With two generational players moving towards the end of their careers, Pittsburgh Penguins fans are beginning to wonder if their final years are being squandered. Pittsburgh has won the Stanley Cup three times in the Sidney Crosby–Evgeni Malkin era, but the last few seasons have been filled with disappointment as the team has failed to live up to even modest expectations.
In 2020 they were bounced out in the qualifying round by the Montreal Canadians, a team with a losing record who only made the postseason because of the pandemic. This season they entered the playoffs as a top seed and lost in the first round to a New York Islander team that simply wanted it more.
In February, Brian Burke and Ron Hextall were named organization heads by co-owners Mario Lemieux and Ron Burkle after Jim Rutherford unexpectedly resigned midseason. They inherited a team that was built to compete now, but also a team that will need to make some difficult decisions at the end of the coming season with Evgeni Malkin, Chris Letang, Jeff Carter, Casey DeSmith, and Bryan Rust all impending UFAs.
The only pending UFAs who were regulars come playoff time this off-season was Frederick Gaudreau and Cody Ceci. The Minnesota Wild signed the 28-year-old Gaudreau and Ceci ended up with a long-term deal offered up by the Edmonton Oilers. While the loss of Ceci stings, the first real question mark for the Pittsburgh Penguins this season is goaltending.
Penguins Will Struggle in Net: Tristan Jarry and Casey DeSmith were anything but amazing last season, and the team lost their third option Maxime Legace to the Tampa Bay Lightning. General manager Ron Hextall, a goalie in his NHL career looked to boost depth by signing Louis Domingue to a one-year, two-way deal.
Domingue spent all of last season with the Calgary Flames organization but played in just one NHL game. It’s expected that Domingue will be the Penguins’ reserve goalie behind Jarry and DeSmith, playing mostly with college free agent Filip Lindberg and Alex D’Orio at Wilkes-Barre/Scranton Penguins.
There really is no Plan-B here when it comes to goalies so the Penguins will enter the season with what they have.

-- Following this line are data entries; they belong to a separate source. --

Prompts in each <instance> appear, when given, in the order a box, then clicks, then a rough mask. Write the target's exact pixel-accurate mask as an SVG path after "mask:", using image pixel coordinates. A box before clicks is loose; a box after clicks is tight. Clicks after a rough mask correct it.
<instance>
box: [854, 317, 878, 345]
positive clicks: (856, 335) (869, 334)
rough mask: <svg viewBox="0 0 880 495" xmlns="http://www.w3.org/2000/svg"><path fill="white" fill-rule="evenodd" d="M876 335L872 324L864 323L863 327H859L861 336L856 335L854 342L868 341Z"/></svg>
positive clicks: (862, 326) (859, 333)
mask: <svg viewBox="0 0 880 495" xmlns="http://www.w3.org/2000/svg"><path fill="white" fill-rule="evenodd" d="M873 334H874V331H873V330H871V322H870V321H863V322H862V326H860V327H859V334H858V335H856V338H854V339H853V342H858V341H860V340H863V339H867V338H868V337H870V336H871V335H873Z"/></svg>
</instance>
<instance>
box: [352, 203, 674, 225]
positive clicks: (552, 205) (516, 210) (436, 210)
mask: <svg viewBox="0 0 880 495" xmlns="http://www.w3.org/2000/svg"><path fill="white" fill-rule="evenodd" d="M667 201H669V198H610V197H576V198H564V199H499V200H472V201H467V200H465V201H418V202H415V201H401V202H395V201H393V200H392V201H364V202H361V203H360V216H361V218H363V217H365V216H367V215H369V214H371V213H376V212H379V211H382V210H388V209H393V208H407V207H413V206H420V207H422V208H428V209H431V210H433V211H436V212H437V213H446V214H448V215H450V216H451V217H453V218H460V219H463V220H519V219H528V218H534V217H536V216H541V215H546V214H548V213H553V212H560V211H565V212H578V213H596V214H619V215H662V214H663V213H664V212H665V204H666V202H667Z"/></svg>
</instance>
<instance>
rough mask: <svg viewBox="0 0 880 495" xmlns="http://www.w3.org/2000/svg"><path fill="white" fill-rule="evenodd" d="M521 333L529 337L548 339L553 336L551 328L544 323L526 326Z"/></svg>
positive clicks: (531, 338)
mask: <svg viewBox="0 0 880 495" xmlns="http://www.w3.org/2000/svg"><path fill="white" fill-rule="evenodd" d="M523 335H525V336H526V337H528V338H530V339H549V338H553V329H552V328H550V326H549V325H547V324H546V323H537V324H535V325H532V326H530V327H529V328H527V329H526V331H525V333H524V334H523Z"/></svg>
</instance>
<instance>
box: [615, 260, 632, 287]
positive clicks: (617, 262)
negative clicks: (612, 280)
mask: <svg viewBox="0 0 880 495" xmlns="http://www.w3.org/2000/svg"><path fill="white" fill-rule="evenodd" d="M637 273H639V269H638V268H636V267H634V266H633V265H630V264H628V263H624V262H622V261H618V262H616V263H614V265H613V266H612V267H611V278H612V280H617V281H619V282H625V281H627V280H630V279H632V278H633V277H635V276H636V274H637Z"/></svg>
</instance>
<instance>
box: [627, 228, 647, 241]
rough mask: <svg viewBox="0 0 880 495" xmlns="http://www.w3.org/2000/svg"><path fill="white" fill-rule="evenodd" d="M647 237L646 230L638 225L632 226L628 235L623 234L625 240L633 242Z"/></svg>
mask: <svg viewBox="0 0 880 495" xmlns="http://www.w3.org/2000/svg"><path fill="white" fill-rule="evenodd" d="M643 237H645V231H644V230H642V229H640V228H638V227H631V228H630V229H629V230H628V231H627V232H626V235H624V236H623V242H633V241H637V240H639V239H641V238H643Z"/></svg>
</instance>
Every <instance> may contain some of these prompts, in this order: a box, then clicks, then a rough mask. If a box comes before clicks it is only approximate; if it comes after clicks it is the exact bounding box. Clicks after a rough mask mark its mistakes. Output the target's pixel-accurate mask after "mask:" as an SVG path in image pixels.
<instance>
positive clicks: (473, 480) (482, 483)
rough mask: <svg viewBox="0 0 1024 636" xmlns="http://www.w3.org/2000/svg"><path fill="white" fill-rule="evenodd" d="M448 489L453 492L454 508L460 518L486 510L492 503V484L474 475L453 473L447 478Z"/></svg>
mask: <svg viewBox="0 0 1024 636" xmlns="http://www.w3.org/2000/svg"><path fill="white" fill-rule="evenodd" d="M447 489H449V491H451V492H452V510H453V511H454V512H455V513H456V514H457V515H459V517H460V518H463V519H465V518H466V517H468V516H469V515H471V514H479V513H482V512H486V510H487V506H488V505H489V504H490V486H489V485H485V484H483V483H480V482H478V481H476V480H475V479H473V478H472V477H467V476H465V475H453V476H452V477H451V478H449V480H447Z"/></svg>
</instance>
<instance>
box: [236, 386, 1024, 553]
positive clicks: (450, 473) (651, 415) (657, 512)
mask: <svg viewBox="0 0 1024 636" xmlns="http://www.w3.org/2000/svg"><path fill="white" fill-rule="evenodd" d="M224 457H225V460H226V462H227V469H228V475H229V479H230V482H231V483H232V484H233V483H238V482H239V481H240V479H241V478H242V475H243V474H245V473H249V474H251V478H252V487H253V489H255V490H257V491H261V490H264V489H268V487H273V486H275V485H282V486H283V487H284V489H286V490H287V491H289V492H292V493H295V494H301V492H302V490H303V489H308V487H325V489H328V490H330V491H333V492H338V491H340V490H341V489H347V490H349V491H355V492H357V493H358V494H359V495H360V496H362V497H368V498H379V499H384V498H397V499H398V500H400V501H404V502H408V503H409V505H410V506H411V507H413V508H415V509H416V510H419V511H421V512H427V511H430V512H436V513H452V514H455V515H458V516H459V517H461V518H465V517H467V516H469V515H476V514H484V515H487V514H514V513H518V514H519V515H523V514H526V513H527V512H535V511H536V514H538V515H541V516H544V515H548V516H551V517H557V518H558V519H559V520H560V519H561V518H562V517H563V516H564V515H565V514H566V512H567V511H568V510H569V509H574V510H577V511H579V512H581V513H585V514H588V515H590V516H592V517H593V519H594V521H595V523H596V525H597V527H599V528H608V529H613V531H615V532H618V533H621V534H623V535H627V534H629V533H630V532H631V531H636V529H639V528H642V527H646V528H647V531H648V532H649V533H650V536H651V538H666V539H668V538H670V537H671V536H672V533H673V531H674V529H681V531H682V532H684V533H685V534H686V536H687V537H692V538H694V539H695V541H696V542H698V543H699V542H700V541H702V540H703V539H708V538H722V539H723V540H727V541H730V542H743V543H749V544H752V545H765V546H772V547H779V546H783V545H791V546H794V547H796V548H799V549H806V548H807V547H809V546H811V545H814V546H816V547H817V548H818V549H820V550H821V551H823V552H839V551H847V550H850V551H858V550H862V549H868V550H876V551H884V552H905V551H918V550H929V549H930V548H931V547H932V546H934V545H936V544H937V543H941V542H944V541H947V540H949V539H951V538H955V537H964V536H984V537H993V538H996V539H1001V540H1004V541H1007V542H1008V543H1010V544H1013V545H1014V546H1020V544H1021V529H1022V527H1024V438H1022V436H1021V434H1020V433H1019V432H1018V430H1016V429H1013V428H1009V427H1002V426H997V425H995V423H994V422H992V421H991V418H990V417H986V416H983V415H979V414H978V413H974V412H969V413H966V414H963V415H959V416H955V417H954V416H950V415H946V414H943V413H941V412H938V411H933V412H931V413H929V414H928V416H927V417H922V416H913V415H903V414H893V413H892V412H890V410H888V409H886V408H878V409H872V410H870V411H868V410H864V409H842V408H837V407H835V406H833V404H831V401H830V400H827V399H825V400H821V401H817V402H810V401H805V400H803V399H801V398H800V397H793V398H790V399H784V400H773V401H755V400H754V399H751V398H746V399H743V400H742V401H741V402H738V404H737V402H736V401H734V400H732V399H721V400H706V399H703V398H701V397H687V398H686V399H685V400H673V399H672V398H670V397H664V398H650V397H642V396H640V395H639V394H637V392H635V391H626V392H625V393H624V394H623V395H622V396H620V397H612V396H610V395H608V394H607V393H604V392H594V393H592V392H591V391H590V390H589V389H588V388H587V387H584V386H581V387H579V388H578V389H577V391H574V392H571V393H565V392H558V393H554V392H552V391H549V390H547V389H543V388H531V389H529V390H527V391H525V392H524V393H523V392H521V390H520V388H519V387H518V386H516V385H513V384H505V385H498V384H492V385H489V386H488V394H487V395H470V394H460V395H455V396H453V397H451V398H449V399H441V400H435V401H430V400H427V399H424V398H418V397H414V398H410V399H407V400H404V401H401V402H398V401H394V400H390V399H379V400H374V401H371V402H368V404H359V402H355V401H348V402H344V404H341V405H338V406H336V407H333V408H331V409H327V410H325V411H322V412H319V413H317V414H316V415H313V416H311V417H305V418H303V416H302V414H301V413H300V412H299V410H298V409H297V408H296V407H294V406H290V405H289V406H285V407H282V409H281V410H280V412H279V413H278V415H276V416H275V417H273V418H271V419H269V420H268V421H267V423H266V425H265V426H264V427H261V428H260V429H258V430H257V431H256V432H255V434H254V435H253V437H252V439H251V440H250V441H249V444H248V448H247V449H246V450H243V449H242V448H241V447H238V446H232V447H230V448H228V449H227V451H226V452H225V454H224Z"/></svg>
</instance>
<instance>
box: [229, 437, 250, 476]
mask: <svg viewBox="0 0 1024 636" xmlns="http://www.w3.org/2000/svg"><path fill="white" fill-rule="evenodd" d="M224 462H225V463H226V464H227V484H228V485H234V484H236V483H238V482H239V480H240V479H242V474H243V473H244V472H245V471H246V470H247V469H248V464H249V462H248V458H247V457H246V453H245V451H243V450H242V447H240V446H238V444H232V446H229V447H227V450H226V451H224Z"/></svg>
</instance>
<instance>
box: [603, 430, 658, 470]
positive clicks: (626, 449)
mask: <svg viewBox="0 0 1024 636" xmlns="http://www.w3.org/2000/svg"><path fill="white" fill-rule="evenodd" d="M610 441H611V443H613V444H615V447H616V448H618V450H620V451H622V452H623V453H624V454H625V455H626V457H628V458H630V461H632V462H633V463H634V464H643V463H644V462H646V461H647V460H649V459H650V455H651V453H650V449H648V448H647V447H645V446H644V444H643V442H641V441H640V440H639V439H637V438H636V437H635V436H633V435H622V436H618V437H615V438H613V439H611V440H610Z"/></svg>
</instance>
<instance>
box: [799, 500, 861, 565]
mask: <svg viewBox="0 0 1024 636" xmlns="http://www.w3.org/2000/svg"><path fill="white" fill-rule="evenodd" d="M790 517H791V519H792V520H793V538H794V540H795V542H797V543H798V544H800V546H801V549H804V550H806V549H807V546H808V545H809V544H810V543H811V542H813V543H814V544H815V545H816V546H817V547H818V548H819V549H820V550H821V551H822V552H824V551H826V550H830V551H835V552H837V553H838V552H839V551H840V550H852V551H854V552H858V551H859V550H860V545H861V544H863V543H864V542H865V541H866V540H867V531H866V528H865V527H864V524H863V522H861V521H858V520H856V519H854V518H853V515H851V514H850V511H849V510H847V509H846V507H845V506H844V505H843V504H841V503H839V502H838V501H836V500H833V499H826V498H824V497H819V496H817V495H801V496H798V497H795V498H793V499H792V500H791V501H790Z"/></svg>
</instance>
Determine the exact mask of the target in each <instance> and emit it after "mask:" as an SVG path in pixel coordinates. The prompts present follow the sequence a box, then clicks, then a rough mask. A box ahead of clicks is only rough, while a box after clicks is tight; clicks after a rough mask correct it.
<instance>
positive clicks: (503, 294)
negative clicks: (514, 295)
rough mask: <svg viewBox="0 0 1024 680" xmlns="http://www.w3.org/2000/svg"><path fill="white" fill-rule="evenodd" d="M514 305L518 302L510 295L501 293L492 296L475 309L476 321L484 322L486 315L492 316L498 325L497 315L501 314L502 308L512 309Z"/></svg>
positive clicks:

Penguins Will Start Slow: The Pittsburgh Penguins announced on Wednesday that their captain Sidney Crosby had undergone wrist surgery and is out for at least six weeks.
Penguins captain Sidney Crosby underwent a successful wrist procedure today.
Crosby will miss the start of training camp and is expected to be sidelined for a minimum of six weeks.
Full details: https://t.co/Vi8y0UWzQF pic.twitter.com/rT2emh9pE4
— Pittsburgh Penguins (@penguins) September 8, 2021
With Evgeni Malkin already ruled out for training camp while recovering from right knee surgery in June, the team will be without their two best players to start the season. Hextall has repeatedly declined to give an update on Malkin’s status, saying the team will have a better idea once training camp starts, but all signs point to an extended absence that should play out until at least mid-November.
Pittsburgh Will Be Alright: Last season the Penguins found their legs in midseason, finished 8-2 down, and captured the Eastern Division title leap-frogging both the Washington Capitals and Boston Bruins down the stretch. Head coach Mike Sullivan is one of the best in the business at getting production out of his team, and when Crosby and Malkin return the Penguins boast a lot of talent.
Even factoring in a quiet free agency over the summer and injuries to start the season, bookmakers have the Penguins at +350 to win the Metropolitan Division this season, just off the favorite New York Islanders who are +330.